Primeiro lugar categoria Crônica, no Liberarte 2013
Não nasci pra ser escritora. Nunca fui muito boa para guardar datas, nunca consegui descrever cenas muito bem. Não conheço nenhuma pessoa perfeita, olhos claros, cabelos maravilhosos. Não acredito em casais perfeitos, nem nesse tal de amor à primeira vista. Não acredito que opostos se atraem. Não gosto de muita melação e acho essa história de destino marmelada. Irrito-me com lições de moral, irrito-me com felizes para sempre. Não nasci pra ser escritora porque dificilmente entendo as pessoas. Não entendo seus pensamentos e muito menos seus sentimentos.
Imaginem uma escritora que comece com “Foi naquele dia, não me lembro bem de quando, naquele lugar, vocês sabem, perto daquele outro onde aconteceu aquela coisa…”. Um desastre, sem dúvidas. Imaginem uma história onde a heroína tem espinhas na cara e o herói é um guri que se esqueceu de fazer a barba! Imaginem uma escritora que não acredita que o casal, tão bonitinho e tão perfeitinho, vá ficar junto mais do que um ano. Imaginem uma escritora que ache que certas coisas acontecem simplesmente porque acontecem e que não importam os sentimentos de qualquer um, o mundo continuará girando como se nada tivesse acontecido. Imaginem se isso poderia dar certo.
Eu não nasci para ser escritora. Não sei nem o que vestir quando acordo de manhã, como seria a figurinista de um mundo inteiro? Fico tantas vezes sem ter o que dizer, como faria as falas dos meus personagens? Tem dias que nem sei quem sou, como criarei outras pessoas?
Não nasci pra ser escritora. Todos os dias são tão parecidos, o sol nunca sorri pra mim, a lua nunca aparece pra me saudar, o vento não faz carícias, os pingos de chuva são gelados e desconfortáveis. A natureza parece estar pouco se importando para o resto do universo e eu dificilmente atribuiria ao humor das pessoas as mudanças de estação.

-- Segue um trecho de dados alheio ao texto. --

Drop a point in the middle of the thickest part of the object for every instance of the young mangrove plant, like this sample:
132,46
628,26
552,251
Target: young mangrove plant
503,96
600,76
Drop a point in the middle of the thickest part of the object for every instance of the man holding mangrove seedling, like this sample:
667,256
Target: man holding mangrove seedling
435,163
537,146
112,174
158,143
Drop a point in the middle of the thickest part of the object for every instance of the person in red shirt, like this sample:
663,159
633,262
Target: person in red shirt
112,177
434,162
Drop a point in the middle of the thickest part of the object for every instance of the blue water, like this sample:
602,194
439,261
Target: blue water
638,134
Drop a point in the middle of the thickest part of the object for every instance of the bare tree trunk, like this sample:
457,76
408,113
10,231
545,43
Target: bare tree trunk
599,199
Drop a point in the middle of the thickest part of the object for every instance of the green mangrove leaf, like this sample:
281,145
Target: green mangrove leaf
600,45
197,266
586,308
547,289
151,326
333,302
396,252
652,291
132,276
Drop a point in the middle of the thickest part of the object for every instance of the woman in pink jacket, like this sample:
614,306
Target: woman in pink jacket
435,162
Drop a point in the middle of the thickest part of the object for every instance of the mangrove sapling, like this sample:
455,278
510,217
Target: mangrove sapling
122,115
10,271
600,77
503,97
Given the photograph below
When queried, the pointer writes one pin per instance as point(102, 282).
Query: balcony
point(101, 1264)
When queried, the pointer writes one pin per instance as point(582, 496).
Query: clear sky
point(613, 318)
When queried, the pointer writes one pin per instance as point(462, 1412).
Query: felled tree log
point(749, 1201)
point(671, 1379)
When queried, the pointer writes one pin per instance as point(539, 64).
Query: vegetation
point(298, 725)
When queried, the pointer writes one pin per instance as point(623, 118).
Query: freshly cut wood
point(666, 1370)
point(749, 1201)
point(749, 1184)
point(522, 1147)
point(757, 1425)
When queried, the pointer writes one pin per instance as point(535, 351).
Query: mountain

Não nasci pra ser escritora. Não sou onisciente, não sou onipresente. Não sei nem de mim, como saberei dos outros? Acredito que o mundo já tem problemas demais e criar mais deles pelo simples prazer de solucioná-los me parece babaquice. Não nasci pra ser escritora, não sei escrever poemas. Não sei escrever poesias. Não sei escrever crônicas, contos, peças ou até mesmo cantorias. Não sei nem escrever rimas. Conheço uma ou duas palavras, e aos poucos tento emendá-las, remendá-las e fazê-las parecerem menos estúpidas do que na verdade são.
Não nasci pra ser escritora, sobram-me pontos, sobram-me vírgulas. Faltam-me sinônimos, faltam-me substantivos, faltam-me os verbos, principalmente os intransitivos.
Não nasci pra ser escritora, mas mesmo assim escrevo. Escrevo porque dentro de mim tem essa coisa. Esse ser estranho, essa voz que sussurra coisas tão altas ao pé do meu ouvido. E essa, sim, sabe de tudo, vê tudo, lembra-se de tudo. A essa não sobram dúvidas, a essa não faltam palavras. A essa tudo tem um sentido, a essa nada é obra do acaso. E ela vai me dizendo, vá pra esquerda, dobre à direita, vá mais rápido. E eu sigo, sem pestanejar.
Porque, afinal, eu posso não ter nascido pra ser escritora, mas venho vivendo toda minha vida para isso.